Background
I've been running an NPB (Japanese professional baseball) player performance prediction project for over a year.
→ Previous articles:
- Why Marcel Beat LightGBM: Building an NPB Player Performance Prediction System
- Annual Auto-Retraining for NPB Baseball Predictions with GitHub Actions
The setup was: GitHub Actions fetches data → trains models → saves CSVs → Streamlit displays results. Data lived in CSVs, the API ran on a Raspberry Pi 5 Docker container, and analysis was done in local Python.
I added Google BigQuery to centralize the data, run SQL analysis, compare BQML accuracy against Python ML, and deploy the API to Cloud Run. Everything fits within GCP's free tier.
→ GitHub: https://github.com/yasumorishima/npb-prediction
Why BigQuery
Pain points with the CSV-based setup:
- Full re-fetch every run — The annual pipeline re-downloads all data from scratch. No incremental updates
- Cross-analysis was tedious — JOINing hitter stats with park factors meant writing pandas merge code every time
- Wanted SQL access — Quick queries like "wRC+ TOP 10" or "age curve peak" required writing Python each time
- Wanted to try BQML — How far can SQL-only ML go compared to Python?
Architecture
GitHub Actions (Annual Pipeline)
├── Data fetch (baseball-data.com / npb.jp)
├── Marcel projections
├── ML projections (XGBoost / LightGBM)
├── load_to_bq.py → BigQuery 25 tables
├── bqml_train.py → BQML 4 models
└── Cloud Run deploy (on master merge)
BigQuery (npb dataset)
├── Raw data: 15 tables
├── Predictions: 4 tables
├── Metrics: 6 tables
├── BQML: 4 models
└── Analysis views: 10
Display layer
├── Streamlit Cloud (dashboard)
├── Cloud Run API (serverless)
└── Raspberry Pi 5 API (always-on)
Loading Data to BigQuery
load_to_bq.py loads CSV files into BigQuery.
RAW_TABLE_MAP = {
"npb_hitters_2015_2025.csv": "raw_hitters",
"npb_pitchers_2015_2025.csv": "raw_pitchers",
"npb_batting_detailed_2015_2025.csv": "raw_batting_detailed",
"npb_sabermetrics_2015_2025.csv": "sabermetrics",
# ... 25 tables
}
NPB data has column names like K%, BB%, HR/9 which BigQuery doesn't accept. The loader sanitizes them:
new = new.replace("%", "_pct")
new = new.replace("/", "_per_")
new = re.sub(r"[^a-zA-Z0-9_]", "_", new)
All tables use WRITE_TRUNCATE (full replace) on each run, so schema changes are handled automatically.
BQML: ML with SQL Only
BigQuery ML lets you build features with SQL window functions and train models with CREATE MODEL.

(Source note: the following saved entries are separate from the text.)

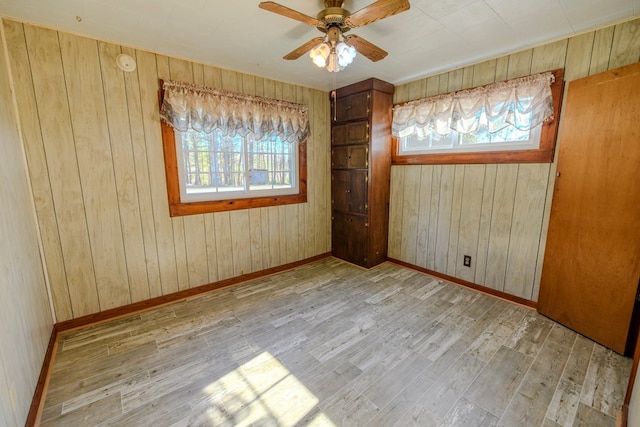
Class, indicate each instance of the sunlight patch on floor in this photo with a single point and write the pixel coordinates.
(262, 391)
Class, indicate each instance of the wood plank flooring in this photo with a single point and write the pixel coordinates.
(329, 343)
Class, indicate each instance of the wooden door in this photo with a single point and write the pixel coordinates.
(349, 239)
(592, 260)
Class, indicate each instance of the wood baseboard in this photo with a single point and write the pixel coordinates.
(499, 294)
(623, 416)
(156, 302)
(37, 403)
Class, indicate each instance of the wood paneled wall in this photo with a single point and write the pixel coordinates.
(26, 320)
(94, 149)
(497, 214)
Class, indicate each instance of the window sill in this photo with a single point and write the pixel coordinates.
(544, 154)
(178, 208)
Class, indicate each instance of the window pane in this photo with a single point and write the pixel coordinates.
(271, 164)
(213, 166)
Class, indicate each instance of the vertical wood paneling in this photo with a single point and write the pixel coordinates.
(25, 315)
(626, 44)
(433, 216)
(470, 213)
(411, 202)
(503, 200)
(148, 78)
(124, 171)
(50, 95)
(446, 189)
(456, 215)
(500, 214)
(520, 64)
(91, 136)
(484, 228)
(38, 169)
(601, 50)
(396, 201)
(576, 62)
(141, 171)
(484, 73)
(240, 239)
(97, 169)
(549, 56)
(526, 228)
(424, 215)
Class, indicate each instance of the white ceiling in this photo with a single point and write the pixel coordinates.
(431, 37)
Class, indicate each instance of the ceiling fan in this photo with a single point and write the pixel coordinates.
(334, 51)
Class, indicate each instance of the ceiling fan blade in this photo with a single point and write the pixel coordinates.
(376, 11)
(289, 13)
(366, 48)
(297, 53)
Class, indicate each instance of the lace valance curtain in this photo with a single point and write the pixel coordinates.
(522, 103)
(187, 106)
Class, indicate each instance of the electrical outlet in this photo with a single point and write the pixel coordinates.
(13, 397)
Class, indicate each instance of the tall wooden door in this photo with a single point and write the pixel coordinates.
(591, 266)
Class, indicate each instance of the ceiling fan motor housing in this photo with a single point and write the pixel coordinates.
(333, 17)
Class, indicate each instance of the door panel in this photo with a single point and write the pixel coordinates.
(358, 193)
(592, 258)
(349, 238)
(340, 188)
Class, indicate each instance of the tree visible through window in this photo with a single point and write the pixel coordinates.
(226, 151)
(216, 166)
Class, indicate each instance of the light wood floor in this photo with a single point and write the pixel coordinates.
(332, 344)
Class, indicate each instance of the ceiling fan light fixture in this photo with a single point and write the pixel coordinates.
(333, 56)
(320, 54)
(345, 53)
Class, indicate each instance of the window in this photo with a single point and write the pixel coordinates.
(506, 122)
(226, 151)
(218, 167)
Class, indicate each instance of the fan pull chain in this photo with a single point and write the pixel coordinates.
(333, 96)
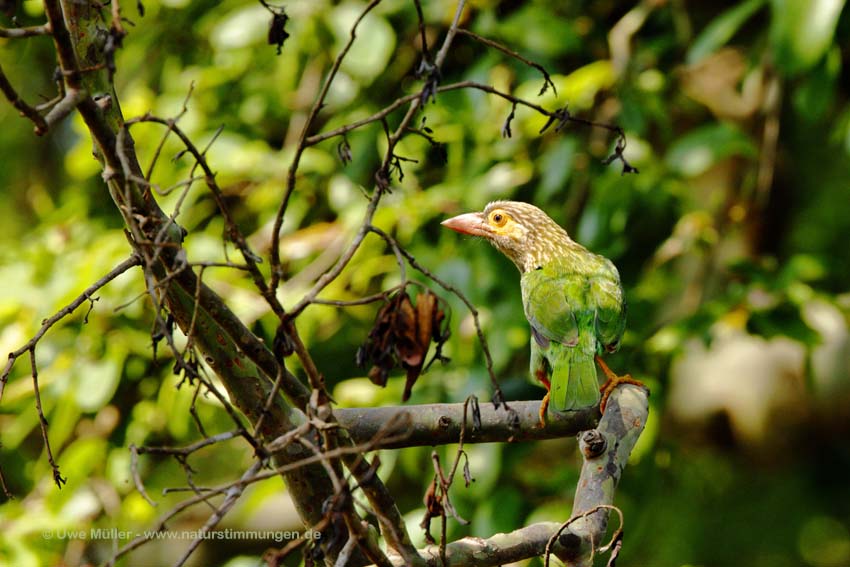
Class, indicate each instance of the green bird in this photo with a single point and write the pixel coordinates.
(572, 299)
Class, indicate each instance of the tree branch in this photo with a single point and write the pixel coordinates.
(440, 424)
(620, 427)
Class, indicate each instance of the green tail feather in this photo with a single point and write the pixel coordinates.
(573, 381)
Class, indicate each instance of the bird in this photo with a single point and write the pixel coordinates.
(572, 298)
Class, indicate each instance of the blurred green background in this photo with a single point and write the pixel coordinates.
(732, 243)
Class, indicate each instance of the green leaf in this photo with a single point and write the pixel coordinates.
(721, 30)
(815, 95)
(696, 152)
(802, 31)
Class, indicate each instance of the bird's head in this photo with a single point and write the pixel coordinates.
(521, 231)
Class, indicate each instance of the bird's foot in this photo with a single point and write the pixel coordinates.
(613, 381)
(544, 405)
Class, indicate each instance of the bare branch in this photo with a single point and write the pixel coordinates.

Training View (Feature Engineering)
CREATE OR REPLACE VIEW `npb.v_batter_train` AS
WITH base AS (
SELECT player, season, OPS, wOBA, K_pct, BB_pct, Age, PA, ...
FROM `npb.raw_hitters`
WHERE PA >= 100
),
lagged AS (
SELECT
player, season,
LAG(OPS, 1) OVER w AS OPS_y1,
LAG(wOBA, 1) OVER w AS wOBA_y1,
LAG(OPS, 2) OVER w AS OPS_y2,
LAG(OPS, 1) OVER w - LAG(OPS, 2) OVER w AS OPS_delta,
LAG(Age, 1) OVER w - 27 AS age_from_peak,
POW(LAG(Age, 1) OVER w - 27, 2) AS age_sq,
OPS AS target_ops
FROM base
WINDOW w AS (PARTITION BY player ORDER BY season)
)
SELECT * FROM lagged WHERE OPS_y1 IS NOT NULL;
The same lag features, deltas, and age curves I had in Python, reimplemented as SQL window functions.
Model Training
CREATE OR REPLACE MODEL `npb.bqml_batter_ops`
OPTIONS(
model_type = 'BOOSTED_TREE_REGRESSOR',
input_label_cols = ['target_ops'],
max_iterations = 200,
learn_rate = 0.05,
early_stop = TRUE
) AS
SELECT OPS_y1, wOBA_y1, K_pct_y1, BB_pct_y1,
age_from_peak, age_sq, OPS_delta, ...
FROM `npb.v_batter_train`;
4 models total:
| Model | Target | Type |
|---|---|---|
bqml_batter_ops |
Next-year OPS | Boosted Tree |
bqml_batter_ops_linear |
Next-year OPS | Linear Regression |
bqml_pitcher_era |
Next-year ERA | Boosted Tree |
bqml_pitcher_era_linear |
Next-year ERA | Linear Regression |
BQML vs Python ML Accuracy
Same data, same evaluation period, MAE comparison.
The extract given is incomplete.